4.0 Getting Started - Operators

Overview

A drand Network is composed of individual and independent drand Nodes that generate randomness by networking with other distributed nodes. The randomness is published to the world with the help of drand Relays.

Key Objectives for League of Entropy Operators:

Objective	Description
Security	Ensure a secure, DDoS-resistant stack that withstands targeted attacks without compromising private key material.
Performance	Provide a fast service that scales to serve hundreds of thousands of clients efficiently.
Diversity	Create a diverse setup with multiple endpoints and access methods to ensure reliable randomness consumption, even in degraded network conditions.

A high-level view of a simple drand stack

https://lh7-us.googleusercontent.com/0dTQEtQyYTdw8W8kzzKms5o2fx7XlXZIcZXXm7B2N0U7ZfXaHIquajtW4KlOm2Yg28zKcu3aItyAXEegPZ-IML4tR2Wr6vqFdmHqF1NWQL1ML7Bbdi-XQa6FFOnNQchbmkUn8nCX4gJ5SgjHjnjJYbqfiJ_lH8I

Guidelines for drand Nodes

Must be isolated from the public internet.
Whitelist incoming TLS-encrypted connections from other drand Nodes using a dedicated firewall instance, which can also perform TLS termination as needed.
Outgoing connections should originate from static IP(s) that other operators can whitelist.
drand nodes do not offer API service publicly; rely on drand Relays and CDNs.
Whitelist or authenticate access from Relays and CDN endpoints.
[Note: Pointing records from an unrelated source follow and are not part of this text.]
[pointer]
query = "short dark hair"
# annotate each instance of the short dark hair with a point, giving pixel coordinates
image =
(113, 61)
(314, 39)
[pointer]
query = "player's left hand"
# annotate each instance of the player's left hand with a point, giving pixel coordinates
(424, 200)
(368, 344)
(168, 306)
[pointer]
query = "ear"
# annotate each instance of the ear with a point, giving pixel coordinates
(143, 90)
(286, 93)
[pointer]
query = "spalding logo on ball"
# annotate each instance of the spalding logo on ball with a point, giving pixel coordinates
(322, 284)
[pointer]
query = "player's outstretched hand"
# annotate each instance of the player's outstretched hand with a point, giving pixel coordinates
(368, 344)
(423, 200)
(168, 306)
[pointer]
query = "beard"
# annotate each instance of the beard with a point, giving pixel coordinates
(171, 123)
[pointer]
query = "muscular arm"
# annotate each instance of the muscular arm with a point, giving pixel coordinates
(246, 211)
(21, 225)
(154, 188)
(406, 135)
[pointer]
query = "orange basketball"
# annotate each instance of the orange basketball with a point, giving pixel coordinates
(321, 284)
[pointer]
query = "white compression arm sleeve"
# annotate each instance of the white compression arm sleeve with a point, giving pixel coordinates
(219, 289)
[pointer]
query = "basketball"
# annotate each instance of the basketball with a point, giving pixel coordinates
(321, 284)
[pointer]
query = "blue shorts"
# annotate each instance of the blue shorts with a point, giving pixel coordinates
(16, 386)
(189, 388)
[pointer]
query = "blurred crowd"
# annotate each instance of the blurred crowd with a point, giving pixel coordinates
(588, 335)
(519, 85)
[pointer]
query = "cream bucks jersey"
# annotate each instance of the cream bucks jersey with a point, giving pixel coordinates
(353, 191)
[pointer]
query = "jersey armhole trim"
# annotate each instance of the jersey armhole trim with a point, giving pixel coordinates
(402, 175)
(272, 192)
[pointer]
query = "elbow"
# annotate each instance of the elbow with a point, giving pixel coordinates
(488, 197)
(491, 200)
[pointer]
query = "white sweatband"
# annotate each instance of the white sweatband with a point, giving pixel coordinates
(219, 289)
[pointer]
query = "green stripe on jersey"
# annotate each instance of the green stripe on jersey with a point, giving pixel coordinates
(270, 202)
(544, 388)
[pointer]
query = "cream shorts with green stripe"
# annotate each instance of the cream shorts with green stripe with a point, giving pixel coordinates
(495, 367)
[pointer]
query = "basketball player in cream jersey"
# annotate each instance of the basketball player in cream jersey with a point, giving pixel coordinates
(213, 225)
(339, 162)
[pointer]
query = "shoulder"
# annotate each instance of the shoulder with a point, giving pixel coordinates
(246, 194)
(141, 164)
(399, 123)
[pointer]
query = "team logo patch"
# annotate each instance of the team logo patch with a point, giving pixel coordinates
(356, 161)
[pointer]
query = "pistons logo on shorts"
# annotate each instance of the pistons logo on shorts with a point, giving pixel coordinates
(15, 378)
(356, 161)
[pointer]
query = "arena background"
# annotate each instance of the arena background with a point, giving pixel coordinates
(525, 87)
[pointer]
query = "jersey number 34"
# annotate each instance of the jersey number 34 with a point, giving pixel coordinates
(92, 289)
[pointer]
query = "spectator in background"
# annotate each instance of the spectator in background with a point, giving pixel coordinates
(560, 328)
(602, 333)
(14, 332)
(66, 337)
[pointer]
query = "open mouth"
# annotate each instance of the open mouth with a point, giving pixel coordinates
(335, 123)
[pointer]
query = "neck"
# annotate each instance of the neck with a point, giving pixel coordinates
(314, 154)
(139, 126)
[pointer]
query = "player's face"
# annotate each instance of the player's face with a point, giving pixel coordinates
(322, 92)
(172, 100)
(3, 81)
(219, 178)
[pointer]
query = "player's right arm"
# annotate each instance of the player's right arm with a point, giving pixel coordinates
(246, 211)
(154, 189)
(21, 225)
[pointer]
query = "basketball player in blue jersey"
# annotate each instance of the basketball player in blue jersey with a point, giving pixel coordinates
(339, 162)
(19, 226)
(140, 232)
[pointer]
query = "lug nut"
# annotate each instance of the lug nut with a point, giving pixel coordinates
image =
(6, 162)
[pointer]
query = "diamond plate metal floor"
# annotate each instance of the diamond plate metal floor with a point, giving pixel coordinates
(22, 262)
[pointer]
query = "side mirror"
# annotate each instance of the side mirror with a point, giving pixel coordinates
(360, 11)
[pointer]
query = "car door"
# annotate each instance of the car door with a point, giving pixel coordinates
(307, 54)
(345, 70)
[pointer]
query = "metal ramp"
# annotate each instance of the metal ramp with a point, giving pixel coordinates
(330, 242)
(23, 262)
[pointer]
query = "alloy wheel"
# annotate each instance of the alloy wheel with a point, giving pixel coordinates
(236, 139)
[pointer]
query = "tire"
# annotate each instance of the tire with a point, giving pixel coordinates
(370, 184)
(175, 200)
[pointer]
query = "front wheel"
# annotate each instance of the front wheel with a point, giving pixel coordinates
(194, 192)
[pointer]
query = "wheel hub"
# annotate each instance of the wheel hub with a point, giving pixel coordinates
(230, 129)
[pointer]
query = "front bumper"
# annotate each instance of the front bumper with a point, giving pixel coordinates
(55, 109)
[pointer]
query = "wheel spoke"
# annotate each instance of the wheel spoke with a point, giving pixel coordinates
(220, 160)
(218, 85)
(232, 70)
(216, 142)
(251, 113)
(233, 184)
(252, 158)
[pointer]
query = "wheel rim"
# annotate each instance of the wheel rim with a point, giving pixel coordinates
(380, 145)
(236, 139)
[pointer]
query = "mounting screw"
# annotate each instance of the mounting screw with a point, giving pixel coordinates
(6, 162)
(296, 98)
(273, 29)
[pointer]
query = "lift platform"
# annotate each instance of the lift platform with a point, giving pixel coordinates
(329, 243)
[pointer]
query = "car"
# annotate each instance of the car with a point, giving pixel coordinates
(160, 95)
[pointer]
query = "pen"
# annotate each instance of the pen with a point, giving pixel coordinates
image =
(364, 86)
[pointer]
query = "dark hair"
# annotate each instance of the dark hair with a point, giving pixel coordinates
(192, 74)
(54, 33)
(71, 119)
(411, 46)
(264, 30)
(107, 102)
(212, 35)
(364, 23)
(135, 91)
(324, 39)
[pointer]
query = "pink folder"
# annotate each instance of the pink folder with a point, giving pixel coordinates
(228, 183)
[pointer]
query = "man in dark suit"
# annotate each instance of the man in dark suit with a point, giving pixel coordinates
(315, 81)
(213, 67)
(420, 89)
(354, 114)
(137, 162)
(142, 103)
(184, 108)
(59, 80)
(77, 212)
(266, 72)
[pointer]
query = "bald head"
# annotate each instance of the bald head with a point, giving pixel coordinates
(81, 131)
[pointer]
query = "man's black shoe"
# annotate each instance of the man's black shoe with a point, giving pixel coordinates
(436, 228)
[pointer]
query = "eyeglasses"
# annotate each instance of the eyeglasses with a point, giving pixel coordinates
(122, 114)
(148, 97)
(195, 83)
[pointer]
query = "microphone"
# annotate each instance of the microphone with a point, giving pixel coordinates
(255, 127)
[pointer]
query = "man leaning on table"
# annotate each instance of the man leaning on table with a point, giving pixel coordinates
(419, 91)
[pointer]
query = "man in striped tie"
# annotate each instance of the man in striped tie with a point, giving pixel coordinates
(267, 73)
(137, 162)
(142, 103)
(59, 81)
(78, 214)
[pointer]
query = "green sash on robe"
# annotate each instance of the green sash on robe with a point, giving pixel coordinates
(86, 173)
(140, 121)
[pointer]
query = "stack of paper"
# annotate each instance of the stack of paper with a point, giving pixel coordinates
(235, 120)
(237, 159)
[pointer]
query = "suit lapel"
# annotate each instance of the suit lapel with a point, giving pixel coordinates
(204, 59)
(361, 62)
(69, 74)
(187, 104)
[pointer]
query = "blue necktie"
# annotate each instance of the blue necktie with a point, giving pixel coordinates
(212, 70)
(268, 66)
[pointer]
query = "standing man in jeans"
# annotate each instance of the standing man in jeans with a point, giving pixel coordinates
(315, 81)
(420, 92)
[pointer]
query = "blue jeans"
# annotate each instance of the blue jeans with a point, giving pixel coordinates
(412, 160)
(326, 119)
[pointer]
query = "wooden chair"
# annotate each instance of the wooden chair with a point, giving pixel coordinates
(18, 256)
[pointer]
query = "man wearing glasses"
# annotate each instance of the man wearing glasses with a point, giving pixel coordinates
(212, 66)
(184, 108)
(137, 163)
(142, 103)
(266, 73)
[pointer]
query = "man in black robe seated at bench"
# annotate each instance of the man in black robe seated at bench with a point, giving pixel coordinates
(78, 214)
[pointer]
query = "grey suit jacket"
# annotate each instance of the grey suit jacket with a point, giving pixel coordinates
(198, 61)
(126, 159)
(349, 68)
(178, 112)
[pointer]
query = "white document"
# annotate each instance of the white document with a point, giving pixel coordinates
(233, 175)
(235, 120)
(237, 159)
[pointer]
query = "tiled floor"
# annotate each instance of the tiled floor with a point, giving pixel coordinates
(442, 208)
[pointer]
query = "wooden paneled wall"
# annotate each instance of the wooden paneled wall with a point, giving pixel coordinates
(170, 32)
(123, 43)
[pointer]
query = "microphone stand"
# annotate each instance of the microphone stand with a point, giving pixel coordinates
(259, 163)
Guidelines for drand Relays

Encourage the use of Relays to distribute randomness.
Relays can provide an HTTP endpoint or use a libp2p-based PubSub system for distribution.
Relays should be independent of the drand Node and not co-located on the same machine.
PubSub-enabled relays should maintain a unique libp2p Peer ID.
HTTP-enabled relays are stateless and can be horizontally scaled.

Use of Content Distribution Networks (CDNs)

Provide HTTP(S) API access to randomness using a CDN linked to Nodes. Note: Do not use CDNs operated by other LoE members. (i.e. Cloudflare)
Configure CDN to cache drand HTTP endpoints, as drand produces immutable values periodically.
Use dedicated HTTP-enabled Relays for CDN requests to minimize direct access to drand Nodes.

Operation of a drand Stack

Ensure a known set of node operators are responsible and reachable.
Monitor infrastructure with extracted logs and pushed monitoring information.
Ensure logs are collected externally and ensure both system level metrics as well as applications level metrics are monitored.
Additionally, follow security recommendations below:

Security Recommendations

Area	Recommendations
SSH Access	- Use a bastion node for SSH access, whitelisting operator IPs or VPN endpoints.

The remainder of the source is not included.